Op-Ed: Proposed State Law Would Protect Women's Reproductive Health (The Journal News)
By Linda Berns — The Feb. 21 Community View by Alan P. Mehldau, "Proposed law would increase number of abortions in N.Y.," is both misguided and factually incorrect. Gov. Eliot Spitzer's proposed legislation, the Reproductive Health and Privacy Protection Act, would modernize our laws and ensure our rights are protected. The bill guarantees women's ability to make their own decisions about whether and when to become pregnant and whether and when to have children. It also ensures that when it comes to state regulation of abortion, women's health will always be the paramount concern.
Abortion has been legal in our state since 1970, three years before the landmark Supreme Court decision Roe vs. Wade made it legal nationwide. Although our law was groundbreaking at the time, it has not kept pace with changes in policy and medicine. As a result, it is now out of date and needs to be strengthened.
Most New Yorkers would find it shocking to learn that family planning and abortion are still treated as crimes in our statute books. The Reproductive Health Act takes abortion out of the penal code, and regulates it as a matter of public health and medical practice. Doctors should not have to fear prosecution because of the type of medicine they practice.
Contrary to Mr. Mehldau, the act would not make any changes to current practice in New York. For example, the Act would not force hospitals or insurance plans to provide or cover abortion services. New York law already provides appropriate protection for providers who object to abortion for moral or religious reasons, and this bill does nothing to change that. Nor would it prohibit regulation of abortion - in fact, it explicitly states that generally applicable regulations for purposes of protecting health and safety would still apply.
Additionally, the bill contains important protections for health and safety. The law allows only licensed, qualified health-care providers - providers who have been appropriately trained and are operating within their scope of practice - to provide abortion services. The bill also requires later abortion procedures to be performed in facilities that are strictly regulated by the state Health Department.
With respect to post-viability abortions, the act merely codifies the requirements of Roe v. Wade. The vast majority of abortions are performed in the first trimester of pregnancy. The bill allows abortions past the point of fetal viability only in the very small number of cases where a woman's health or life is at risk, or when the fetus has a fatal medical condition and would not survive birth. The act ensures that women faced with such difficult and painful circumstances will continue to have safe, legal options available.

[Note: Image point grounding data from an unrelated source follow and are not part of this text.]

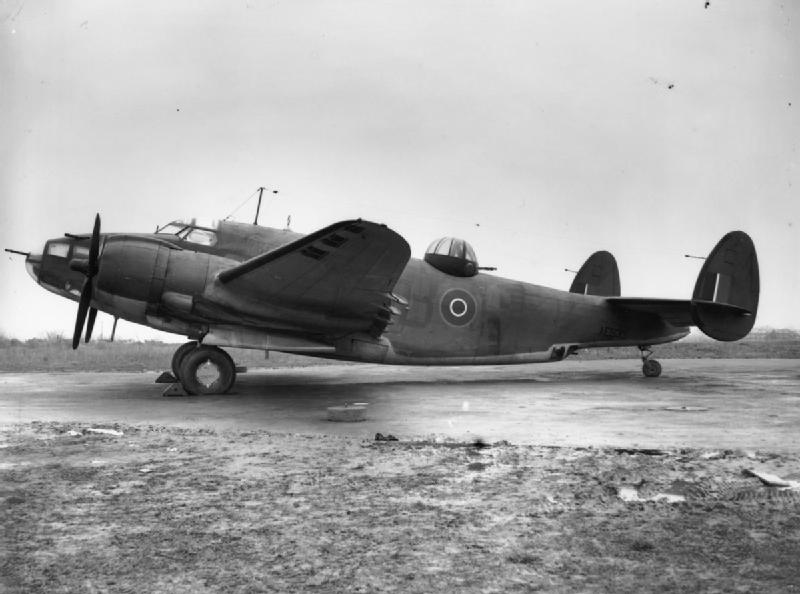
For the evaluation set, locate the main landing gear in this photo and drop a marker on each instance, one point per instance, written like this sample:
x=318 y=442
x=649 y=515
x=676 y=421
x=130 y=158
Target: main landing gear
x=203 y=369
x=650 y=367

Mr. Mehldau's reliance on long-discredited scare tactics and junk science, like the fictitious link between abortion and breast cancer and the supposed dangers of abortion, makes it clear that his argument is not with the substance of the proposed legislation, but rather with the legality of abortion itself. Abortion is one of the safest medical procedures available. Since abortion became legal, maternal morbidity and mortality rates decreased drastically. In fact, recent studies show that the rate of abortions is actually higher in countries where it is illegal or severely restricted as where it is legal. The only difference is the impact on women's health and lives.
Like the majority of New Yorkers, we believe that our goal should be to increase women's access to health care and their ability to make safe, informed decisions for themselves and their families, without government interference.
We applaud the legislators, including state Sen. Andrea Stewart-Cousins, D-Yonkers, who have demonstrated their leadership and commitment to women's health by sponsoring this bill. The Legislature should act immediately to ensure that women's health is protected - for us, our sisters, our daughters and for future generations.
Linda Berns is director of the Lower Hudson Valley Chapter of the New York Civil Liberties Union. This article was also signed by Catherine Lederer-Plaskett, president WCLA - Choice Matters; and Reina S. Schiffrin, president/CEO, Planned Parenthood Hudson Peconic Inc.